Some very sincere advice to him: if he wants to ever become the Prime Minister (PM) of this country, he needs to give the soul of the poor Hosh Muhammad Sheedi some rest. For those of you who are a bit deficient in knowledge about this gentleman, he was a Sindhi freedom fighter who fought against the British and coined the slogan, “Marsoon marsoon Sindh na daisoon” (will die before giving Sindh away). Mr Chairman has been chanting this on rosemary beads and with such delivery that it has really lost its essence. Unless he wants to limit himself to being just the leader of a single province, he has all the right to go on nonstop.

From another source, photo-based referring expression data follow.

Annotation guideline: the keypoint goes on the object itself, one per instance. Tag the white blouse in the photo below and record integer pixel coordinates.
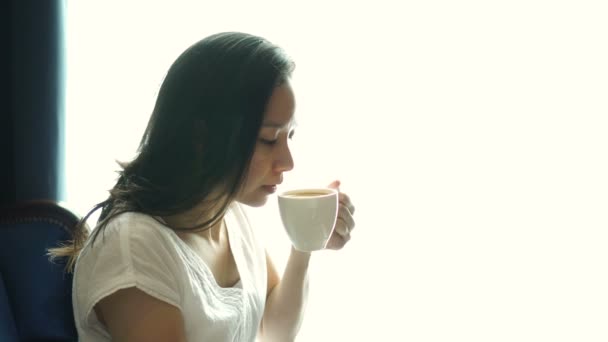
(135, 250)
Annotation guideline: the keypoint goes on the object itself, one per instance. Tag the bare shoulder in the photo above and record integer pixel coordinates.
(132, 315)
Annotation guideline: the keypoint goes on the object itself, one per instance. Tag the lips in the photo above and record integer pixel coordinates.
(270, 188)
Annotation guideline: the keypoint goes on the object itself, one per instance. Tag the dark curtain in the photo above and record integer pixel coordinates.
(32, 100)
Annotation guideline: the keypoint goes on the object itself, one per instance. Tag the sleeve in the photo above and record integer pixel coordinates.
(128, 253)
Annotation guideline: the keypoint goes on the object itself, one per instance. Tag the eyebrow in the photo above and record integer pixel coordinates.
(270, 124)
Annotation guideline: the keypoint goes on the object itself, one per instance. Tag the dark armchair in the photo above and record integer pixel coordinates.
(35, 294)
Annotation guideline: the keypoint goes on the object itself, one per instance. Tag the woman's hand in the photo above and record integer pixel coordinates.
(345, 222)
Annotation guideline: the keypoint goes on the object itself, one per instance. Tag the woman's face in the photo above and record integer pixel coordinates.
(271, 156)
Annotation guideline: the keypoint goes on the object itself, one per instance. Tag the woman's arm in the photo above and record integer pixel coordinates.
(132, 315)
(286, 298)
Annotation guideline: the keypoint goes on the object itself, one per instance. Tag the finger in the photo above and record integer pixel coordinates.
(337, 241)
(346, 217)
(334, 185)
(344, 199)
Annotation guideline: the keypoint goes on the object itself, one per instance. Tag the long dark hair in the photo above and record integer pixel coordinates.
(201, 135)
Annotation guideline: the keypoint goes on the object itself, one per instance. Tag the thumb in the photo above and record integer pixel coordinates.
(334, 185)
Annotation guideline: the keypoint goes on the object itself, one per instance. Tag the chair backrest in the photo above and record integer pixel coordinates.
(39, 292)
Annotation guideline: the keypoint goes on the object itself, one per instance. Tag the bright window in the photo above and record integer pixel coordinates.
(471, 135)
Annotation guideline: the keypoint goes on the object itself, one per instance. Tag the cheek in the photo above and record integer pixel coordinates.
(258, 167)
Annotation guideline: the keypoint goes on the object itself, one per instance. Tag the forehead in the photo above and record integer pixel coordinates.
(281, 107)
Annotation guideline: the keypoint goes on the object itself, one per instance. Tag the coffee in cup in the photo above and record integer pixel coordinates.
(309, 216)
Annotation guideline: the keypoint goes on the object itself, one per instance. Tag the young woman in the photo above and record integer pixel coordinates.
(173, 257)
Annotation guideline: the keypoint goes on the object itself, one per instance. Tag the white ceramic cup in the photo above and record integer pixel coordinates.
(309, 216)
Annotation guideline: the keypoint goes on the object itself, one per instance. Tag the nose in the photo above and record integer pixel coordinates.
(284, 160)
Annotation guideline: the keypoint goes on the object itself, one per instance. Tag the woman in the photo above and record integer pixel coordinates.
(173, 257)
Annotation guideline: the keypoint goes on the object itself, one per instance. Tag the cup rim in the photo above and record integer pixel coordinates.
(330, 192)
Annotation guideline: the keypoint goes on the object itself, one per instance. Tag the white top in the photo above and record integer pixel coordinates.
(136, 250)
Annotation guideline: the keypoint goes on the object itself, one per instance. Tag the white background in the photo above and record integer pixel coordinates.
(471, 135)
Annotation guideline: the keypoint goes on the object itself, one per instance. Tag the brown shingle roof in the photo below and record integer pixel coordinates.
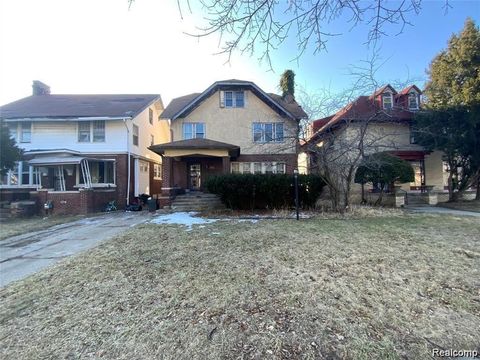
(177, 104)
(181, 106)
(73, 106)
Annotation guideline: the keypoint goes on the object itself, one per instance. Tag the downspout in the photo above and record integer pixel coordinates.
(128, 161)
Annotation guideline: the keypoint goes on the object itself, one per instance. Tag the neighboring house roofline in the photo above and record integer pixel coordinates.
(79, 107)
(192, 104)
(362, 108)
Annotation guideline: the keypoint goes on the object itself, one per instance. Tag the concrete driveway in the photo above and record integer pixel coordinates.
(25, 254)
(440, 210)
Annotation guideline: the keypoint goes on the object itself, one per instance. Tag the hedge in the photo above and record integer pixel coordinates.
(275, 191)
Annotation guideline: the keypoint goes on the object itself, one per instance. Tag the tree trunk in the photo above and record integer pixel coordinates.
(477, 196)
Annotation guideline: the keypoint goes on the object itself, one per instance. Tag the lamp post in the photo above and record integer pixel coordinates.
(295, 176)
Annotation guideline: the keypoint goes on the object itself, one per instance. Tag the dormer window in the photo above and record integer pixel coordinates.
(232, 99)
(387, 101)
(413, 101)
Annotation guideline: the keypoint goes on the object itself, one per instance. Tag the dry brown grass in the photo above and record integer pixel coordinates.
(391, 287)
(19, 226)
(468, 205)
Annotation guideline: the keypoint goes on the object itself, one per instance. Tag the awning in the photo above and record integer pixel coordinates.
(61, 160)
(197, 146)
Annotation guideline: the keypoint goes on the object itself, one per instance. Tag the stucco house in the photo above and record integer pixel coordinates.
(387, 116)
(82, 151)
(233, 126)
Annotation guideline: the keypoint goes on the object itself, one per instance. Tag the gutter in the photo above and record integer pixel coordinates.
(128, 161)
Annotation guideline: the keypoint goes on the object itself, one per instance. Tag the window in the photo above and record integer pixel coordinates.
(412, 134)
(150, 116)
(98, 131)
(412, 101)
(25, 132)
(228, 99)
(157, 171)
(101, 172)
(258, 167)
(239, 99)
(135, 135)
(268, 132)
(84, 131)
(235, 168)
(233, 99)
(193, 131)
(144, 166)
(12, 128)
(387, 100)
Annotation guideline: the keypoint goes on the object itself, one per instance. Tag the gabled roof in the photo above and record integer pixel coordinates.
(409, 89)
(182, 106)
(77, 106)
(365, 108)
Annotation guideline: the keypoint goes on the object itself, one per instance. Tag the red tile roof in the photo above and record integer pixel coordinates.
(368, 108)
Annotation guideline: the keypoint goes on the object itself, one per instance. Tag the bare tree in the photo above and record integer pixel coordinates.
(261, 26)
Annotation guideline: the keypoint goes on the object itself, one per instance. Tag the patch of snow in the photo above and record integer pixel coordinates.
(188, 219)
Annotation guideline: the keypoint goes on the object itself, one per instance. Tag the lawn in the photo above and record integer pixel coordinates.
(468, 205)
(383, 287)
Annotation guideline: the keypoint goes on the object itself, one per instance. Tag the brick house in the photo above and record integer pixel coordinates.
(232, 126)
(389, 115)
(82, 151)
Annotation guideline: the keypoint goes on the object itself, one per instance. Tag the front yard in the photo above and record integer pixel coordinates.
(388, 287)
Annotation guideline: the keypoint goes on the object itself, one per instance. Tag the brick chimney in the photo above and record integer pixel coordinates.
(40, 88)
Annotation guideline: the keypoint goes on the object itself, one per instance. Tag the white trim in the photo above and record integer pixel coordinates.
(93, 118)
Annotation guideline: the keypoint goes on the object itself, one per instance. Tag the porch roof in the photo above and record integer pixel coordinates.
(196, 146)
(60, 160)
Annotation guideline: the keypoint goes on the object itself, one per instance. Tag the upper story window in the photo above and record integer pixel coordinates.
(387, 101)
(12, 128)
(135, 134)
(231, 99)
(25, 132)
(84, 131)
(91, 131)
(193, 131)
(157, 171)
(98, 131)
(268, 132)
(150, 116)
(413, 101)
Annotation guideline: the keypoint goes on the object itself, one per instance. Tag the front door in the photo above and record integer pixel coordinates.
(194, 176)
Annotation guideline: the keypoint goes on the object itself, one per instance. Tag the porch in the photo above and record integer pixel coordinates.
(188, 163)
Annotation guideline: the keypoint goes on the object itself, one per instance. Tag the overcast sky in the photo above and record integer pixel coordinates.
(92, 46)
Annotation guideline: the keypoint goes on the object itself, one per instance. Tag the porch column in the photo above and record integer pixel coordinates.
(167, 175)
(226, 164)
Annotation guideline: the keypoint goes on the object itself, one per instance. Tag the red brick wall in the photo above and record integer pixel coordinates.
(73, 202)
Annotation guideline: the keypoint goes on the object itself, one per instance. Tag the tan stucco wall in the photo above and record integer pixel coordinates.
(434, 173)
(159, 129)
(203, 152)
(234, 125)
(303, 163)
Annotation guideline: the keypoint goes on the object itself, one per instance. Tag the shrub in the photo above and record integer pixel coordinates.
(275, 191)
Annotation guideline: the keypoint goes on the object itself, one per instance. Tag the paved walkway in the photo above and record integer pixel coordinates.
(441, 210)
(26, 254)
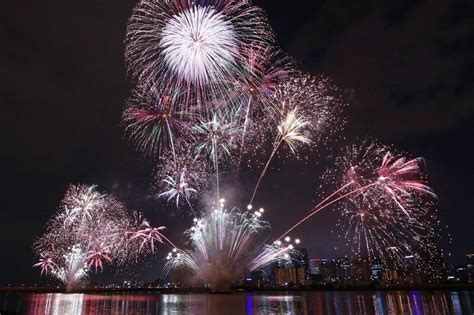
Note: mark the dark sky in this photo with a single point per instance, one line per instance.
(405, 66)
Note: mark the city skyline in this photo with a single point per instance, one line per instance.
(72, 137)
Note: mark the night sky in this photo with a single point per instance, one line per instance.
(406, 68)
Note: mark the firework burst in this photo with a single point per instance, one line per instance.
(89, 231)
(382, 179)
(226, 244)
(151, 124)
(193, 48)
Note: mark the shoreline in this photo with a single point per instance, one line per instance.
(236, 290)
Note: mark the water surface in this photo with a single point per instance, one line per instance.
(318, 302)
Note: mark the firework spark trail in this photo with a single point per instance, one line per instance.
(215, 137)
(322, 206)
(194, 50)
(289, 132)
(226, 244)
(90, 230)
(383, 181)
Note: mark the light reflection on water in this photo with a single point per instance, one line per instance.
(319, 302)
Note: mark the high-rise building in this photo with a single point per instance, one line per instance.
(295, 274)
(470, 267)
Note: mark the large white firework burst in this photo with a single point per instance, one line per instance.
(193, 50)
(199, 44)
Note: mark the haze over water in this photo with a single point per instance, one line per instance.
(318, 302)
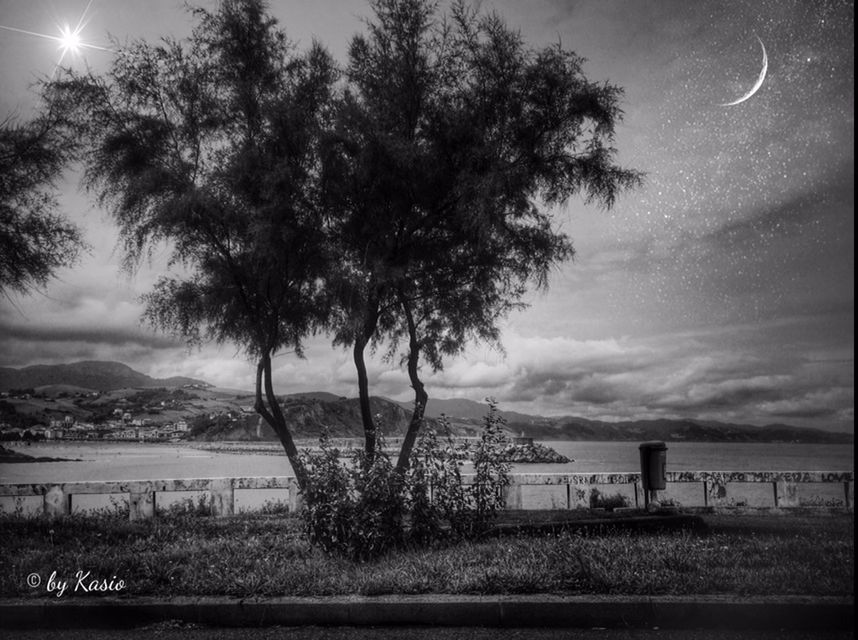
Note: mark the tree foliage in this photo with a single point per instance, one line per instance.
(454, 139)
(211, 146)
(35, 241)
(405, 202)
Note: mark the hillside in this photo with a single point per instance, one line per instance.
(62, 390)
(90, 375)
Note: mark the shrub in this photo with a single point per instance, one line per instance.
(363, 507)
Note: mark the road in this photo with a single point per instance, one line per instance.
(178, 631)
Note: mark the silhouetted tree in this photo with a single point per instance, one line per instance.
(211, 146)
(35, 241)
(454, 139)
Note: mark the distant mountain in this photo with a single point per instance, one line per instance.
(94, 375)
(463, 412)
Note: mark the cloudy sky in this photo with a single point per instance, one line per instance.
(723, 289)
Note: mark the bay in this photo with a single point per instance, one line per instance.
(144, 461)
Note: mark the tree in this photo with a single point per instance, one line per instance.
(212, 147)
(35, 241)
(454, 139)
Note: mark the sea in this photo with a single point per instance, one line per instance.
(102, 461)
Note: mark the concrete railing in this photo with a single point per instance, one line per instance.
(57, 498)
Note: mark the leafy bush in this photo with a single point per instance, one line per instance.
(363, 507)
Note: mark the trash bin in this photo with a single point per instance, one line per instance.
(653, 465)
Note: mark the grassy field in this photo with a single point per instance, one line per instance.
(267, 555)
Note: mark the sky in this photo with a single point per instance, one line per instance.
(722, 289)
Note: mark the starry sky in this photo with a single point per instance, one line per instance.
(722, 289)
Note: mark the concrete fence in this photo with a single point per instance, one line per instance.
(716, 489)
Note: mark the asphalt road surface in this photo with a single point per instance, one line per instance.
(180, 631)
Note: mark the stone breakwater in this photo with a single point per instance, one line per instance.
(516, 453)
(534, 453)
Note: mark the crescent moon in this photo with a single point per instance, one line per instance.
(757, 84)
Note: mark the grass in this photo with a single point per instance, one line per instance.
(266, 555)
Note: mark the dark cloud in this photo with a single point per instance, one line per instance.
(89, 335)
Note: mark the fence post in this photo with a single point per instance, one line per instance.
(513, 496)
(716, 492)
(223, 497)
(141, 504)
(295, 502)
(55, 502)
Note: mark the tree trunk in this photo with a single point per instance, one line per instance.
(420, 395)
(362, 337)
(273, 415)
(363, 397)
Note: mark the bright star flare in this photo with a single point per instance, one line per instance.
(69, 38)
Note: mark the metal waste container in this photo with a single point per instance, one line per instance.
(653, 465)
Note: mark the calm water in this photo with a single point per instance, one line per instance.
(131, 461)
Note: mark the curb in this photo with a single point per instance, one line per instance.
(696, 612)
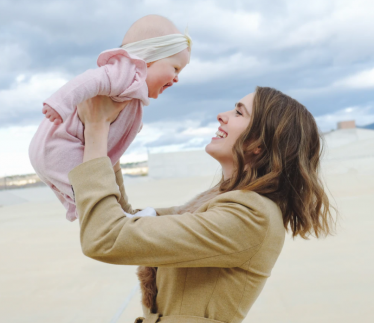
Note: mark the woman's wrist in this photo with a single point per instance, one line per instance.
(96, 140)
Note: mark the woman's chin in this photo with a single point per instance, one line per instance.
(210, 149)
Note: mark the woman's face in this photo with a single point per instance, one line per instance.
(232, 124)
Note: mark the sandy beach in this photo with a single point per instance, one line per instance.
(44, 276)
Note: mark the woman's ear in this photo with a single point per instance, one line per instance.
(257, 150)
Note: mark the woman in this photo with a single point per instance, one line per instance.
(215, 253)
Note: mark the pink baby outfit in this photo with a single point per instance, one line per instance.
(55, 150)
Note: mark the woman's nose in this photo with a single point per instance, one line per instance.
(222, 118)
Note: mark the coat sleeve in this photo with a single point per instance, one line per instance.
(228, 234)
(124, 201)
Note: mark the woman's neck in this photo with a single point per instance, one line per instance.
(227, 170)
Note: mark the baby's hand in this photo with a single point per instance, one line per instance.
(52, 115)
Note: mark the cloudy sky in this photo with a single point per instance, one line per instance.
(320, 52)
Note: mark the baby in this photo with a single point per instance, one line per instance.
(152, 55)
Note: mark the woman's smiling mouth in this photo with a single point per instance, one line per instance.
(220, 134)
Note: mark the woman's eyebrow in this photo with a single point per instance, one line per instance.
(242, 107)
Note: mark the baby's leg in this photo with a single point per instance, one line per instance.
(52, 115)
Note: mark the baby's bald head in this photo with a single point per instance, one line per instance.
(149, 27)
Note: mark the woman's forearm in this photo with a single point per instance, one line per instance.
(96, 140)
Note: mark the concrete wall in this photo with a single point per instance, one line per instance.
(182, 164)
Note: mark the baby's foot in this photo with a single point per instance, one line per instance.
(52, 115)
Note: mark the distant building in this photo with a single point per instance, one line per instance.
(351, 124)
(182, 164)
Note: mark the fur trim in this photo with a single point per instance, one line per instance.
(147, 278)
(147, 275)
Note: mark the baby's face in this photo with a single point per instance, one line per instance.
(164, 73)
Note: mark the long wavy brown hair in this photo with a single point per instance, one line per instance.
(286, 167)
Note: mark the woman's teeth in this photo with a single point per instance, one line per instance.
(221, 134)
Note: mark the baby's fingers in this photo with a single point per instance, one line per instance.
(57, 121)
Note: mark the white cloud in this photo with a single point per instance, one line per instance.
(361, 80)
(201, 71)
(26, 95)
(168, 136)
(14, 143)
(362, 115)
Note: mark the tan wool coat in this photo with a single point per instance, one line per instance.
(212, 264)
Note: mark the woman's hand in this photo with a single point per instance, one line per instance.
(97, 114)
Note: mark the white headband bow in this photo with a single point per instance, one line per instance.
(156, 48)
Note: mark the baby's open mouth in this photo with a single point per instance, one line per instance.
(221, 134)
(167, 85)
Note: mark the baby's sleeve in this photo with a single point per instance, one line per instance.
(117, 76)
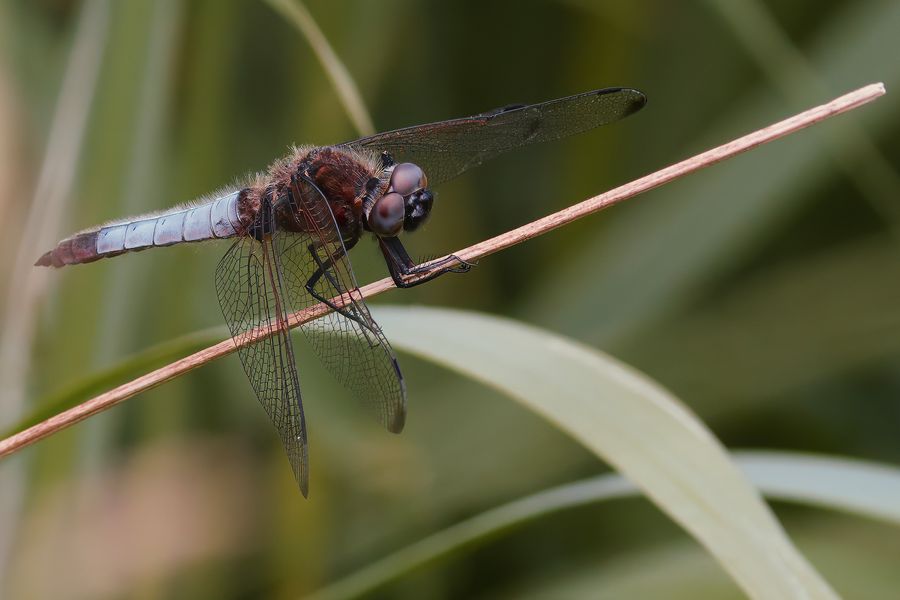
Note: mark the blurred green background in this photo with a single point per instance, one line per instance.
(762, 291)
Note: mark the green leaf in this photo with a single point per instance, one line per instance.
(628, 421)
(865, 489)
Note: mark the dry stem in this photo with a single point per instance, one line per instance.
(180, 367)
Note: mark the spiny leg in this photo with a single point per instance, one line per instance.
(403, 270)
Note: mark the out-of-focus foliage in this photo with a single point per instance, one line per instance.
(761, 291)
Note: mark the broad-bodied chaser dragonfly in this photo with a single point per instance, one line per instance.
(296, 222)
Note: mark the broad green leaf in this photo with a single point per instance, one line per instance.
(628, 421)
(858, 487)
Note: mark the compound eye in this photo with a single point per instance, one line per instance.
(386, 218)
(407, 178)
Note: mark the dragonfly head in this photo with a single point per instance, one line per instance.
(406, 204)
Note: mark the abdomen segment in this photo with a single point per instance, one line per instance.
(213, 220)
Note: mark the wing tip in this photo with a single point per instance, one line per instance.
(636, 98)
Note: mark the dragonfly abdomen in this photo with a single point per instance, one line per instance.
(212, 220)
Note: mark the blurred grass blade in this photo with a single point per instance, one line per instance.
(858, 487)
(137, 364)
(296, 13)
(786, 67)
(628, 421)
(58, 171)
(682, 237)
(855, 486)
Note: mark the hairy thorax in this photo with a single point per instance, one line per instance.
(344, 177)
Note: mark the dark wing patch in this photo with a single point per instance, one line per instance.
(448, 148)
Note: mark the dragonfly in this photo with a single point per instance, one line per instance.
(293, 227)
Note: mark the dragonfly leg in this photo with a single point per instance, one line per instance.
(407, 273)
(323, 268)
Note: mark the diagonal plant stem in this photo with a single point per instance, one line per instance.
(296, 13)
(175, 369)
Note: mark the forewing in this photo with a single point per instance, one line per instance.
(249, 291)
(447, 148)
(348, 340)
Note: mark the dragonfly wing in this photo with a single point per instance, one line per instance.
(250, 291)
(448, 148)
(347, 340)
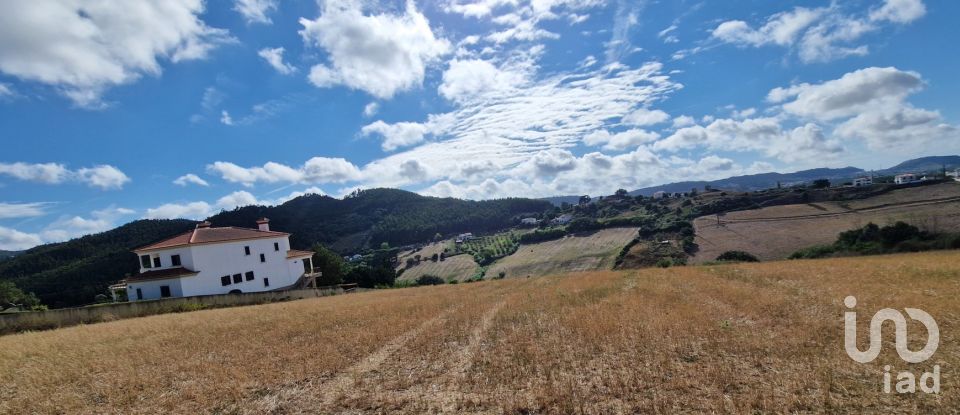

Next, a true leader is a uniter. His party claims to be the only party with roots and following in all four provinces, so he needs to be talking about the entire country in a way that other folks outside Sindh can get the right vibes and signals. His jibes at Mr Altaf Hussain and his ethnic party, the Mutthahidda Qaumi Movement (MQM), are in poor taste. As they say: when you are the new kid on the block, you tour the block, make as many friends as possible and create a space for yourself in the neighbourhood. At this point, the country needs a person who is different from the current lot yet one who has the abilities of forging alliances, building consensus and extending hands. To point fingers at Mr Hussain and accuse him of harbouring “unknown people” is amateurish. Constantly associating Mr Imran Khan with being a Taliban sympathiser and ridiculing the current prime minister for not sacrificing much for democracy will not carry him far. Then came the firing from the other side at the Line of Control (LoC) and the young cub charged at Mr Modi with taunts referencing the Gujarat riots. This is a very poor show of diplomacy from a grandson of the greatest diplomat that this country has produced so far.
Someone ought to tell the budding chairman that the days of victimhood honeymoon are over. No disrespect to his martyred mother and grandfather but they are now a part of history. The generation that he represents never saw Zulfikar Ali Bhutto and, for that matter, did not see his mother for long either. So, to them, when he parrots their sacrifices for this feeble, crippled and extremely fragile democracy, it does not mean much. It does not carry much weight either. To them he comes across like a wailing, grief stricken prince.
We are in the electronic age where the electorate is perhaps as aware as the leader standing in front of them. The people want tangibles, the hows, the road maps, the believable vision to rid them of their miseries. They do not want the same old story that the PPP has been repeating ever since Benazir was martyred.
It is about time that the PPP come to grips with the reality that it has been reduced to being an ethnic party with limited strength in a single province. Unless it reinvigorates itself, rebrands itself, re-energises itself with ideas and solutions that resonate with the entire country, it may lose its significance to even its own die hard followers. I Hope Mr Chairman turns a new leaf in his approach and come October 18, we see a different Bilawal with a different vision and, yes, an entirely different pitch.